17. Greetings. This is the second segment to the three-part discussion on formats that leave behind a strong legacy and how Worlds 2013 is an embodiment of that legacy. In this article, I provide a simple model of skill curves and how to interpret them. This model helps to tease apart skillful formats from the more subjective values that influence what people call a “good” or “bad” format and sets the stage for the Worlds analysis in part 3.
Format Skill Curves in Graphic Form
There is a thought experiment that describes the kind of formats competitive players honor: If two players of very different skill levels faced each other with identical decks and played a thousand times, the win rate between the two would be an even 50%-50% in a truly random format and devoid of all skill, and 100%-0% in favor of the more experienced player in a format where skill alone determined the outcome of matches. An example of a 50% game is Tic-Tac-Toe, and an example of a 100% game (or one quite close to it) is Chess.
Since even the most degenerate forms of Yugioh involve decision making, this experiment would never result in the 50-50 outcome, not even in a chaotic traditional format. On the other hand, since even the most skill-based forms of Yugioh involve luck of the draw, this experiment would never result in the 100-0 outcome, not even in the grind of Goat Control format.
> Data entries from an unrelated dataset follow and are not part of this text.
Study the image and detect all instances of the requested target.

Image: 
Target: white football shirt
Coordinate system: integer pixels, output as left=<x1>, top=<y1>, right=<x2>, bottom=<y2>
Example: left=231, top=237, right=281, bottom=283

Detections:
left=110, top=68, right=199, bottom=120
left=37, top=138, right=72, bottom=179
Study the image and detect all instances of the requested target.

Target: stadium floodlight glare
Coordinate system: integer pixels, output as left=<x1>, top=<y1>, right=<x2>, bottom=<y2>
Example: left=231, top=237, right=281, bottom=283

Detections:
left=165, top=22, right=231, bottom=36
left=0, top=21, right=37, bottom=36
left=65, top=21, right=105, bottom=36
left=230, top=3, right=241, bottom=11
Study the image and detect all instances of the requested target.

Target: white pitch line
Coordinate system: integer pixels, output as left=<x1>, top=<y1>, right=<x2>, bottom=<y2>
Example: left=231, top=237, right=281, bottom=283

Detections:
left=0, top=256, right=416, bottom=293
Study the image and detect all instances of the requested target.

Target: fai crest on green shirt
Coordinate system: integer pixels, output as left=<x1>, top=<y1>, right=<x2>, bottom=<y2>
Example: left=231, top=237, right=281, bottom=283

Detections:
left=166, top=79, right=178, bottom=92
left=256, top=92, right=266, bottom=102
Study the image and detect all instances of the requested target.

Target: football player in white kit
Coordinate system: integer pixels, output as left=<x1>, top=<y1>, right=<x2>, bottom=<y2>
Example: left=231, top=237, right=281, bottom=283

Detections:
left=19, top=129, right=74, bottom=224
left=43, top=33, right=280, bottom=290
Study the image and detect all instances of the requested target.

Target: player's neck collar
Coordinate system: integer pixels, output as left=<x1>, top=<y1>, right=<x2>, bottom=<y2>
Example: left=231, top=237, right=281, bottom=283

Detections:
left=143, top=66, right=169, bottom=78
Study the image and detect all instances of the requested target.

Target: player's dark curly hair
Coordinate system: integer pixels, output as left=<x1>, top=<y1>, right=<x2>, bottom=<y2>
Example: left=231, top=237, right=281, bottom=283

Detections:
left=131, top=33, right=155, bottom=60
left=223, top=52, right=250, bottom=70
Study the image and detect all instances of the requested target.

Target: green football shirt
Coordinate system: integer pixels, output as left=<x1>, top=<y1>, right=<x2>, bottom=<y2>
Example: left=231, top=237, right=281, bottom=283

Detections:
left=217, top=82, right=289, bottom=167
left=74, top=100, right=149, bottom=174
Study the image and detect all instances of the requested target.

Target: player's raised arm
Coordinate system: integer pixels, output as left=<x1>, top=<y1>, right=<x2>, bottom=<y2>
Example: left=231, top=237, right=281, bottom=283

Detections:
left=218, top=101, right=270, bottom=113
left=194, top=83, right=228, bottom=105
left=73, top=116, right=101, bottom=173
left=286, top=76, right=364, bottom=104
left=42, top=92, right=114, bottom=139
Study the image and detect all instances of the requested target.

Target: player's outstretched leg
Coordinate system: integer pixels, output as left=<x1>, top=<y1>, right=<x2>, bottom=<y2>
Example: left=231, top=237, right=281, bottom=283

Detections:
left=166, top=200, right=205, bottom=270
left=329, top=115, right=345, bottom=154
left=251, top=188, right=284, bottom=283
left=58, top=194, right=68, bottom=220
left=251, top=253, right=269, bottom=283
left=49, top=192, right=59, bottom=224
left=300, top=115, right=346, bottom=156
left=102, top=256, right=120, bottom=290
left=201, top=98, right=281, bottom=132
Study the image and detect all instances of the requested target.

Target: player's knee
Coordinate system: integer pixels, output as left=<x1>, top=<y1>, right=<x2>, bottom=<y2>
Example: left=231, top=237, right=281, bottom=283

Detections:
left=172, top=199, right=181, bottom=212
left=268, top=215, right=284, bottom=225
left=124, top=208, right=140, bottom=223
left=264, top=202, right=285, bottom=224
The worst Yugioh formats, affectionately termed “dice-roll” formats, push toward the hypothetical 50-50 (maybe something like 60-40), and the legacy formats push toward the hypothetical 100-0 (perhaps around 90-10). “Different skill level” in the thought experiment can be distilled down to the difference in time each player has invested into practice, though in reality it would include other factors (fig 1).
Fig 1. The exact hour and % increments in a model representation deviate from real-world data (if it were ever possible to be mined). A real-world plot would show something like zig-zags rather than neat curves. However, general characteristics of this model will hold true regardless of real-world deviations in individual data points. All formats have parabolic functions and an asymptote at some number of hours, where win % can no longer increase. Consider three important patterns:
1) These asymptotes begin at varying x-values.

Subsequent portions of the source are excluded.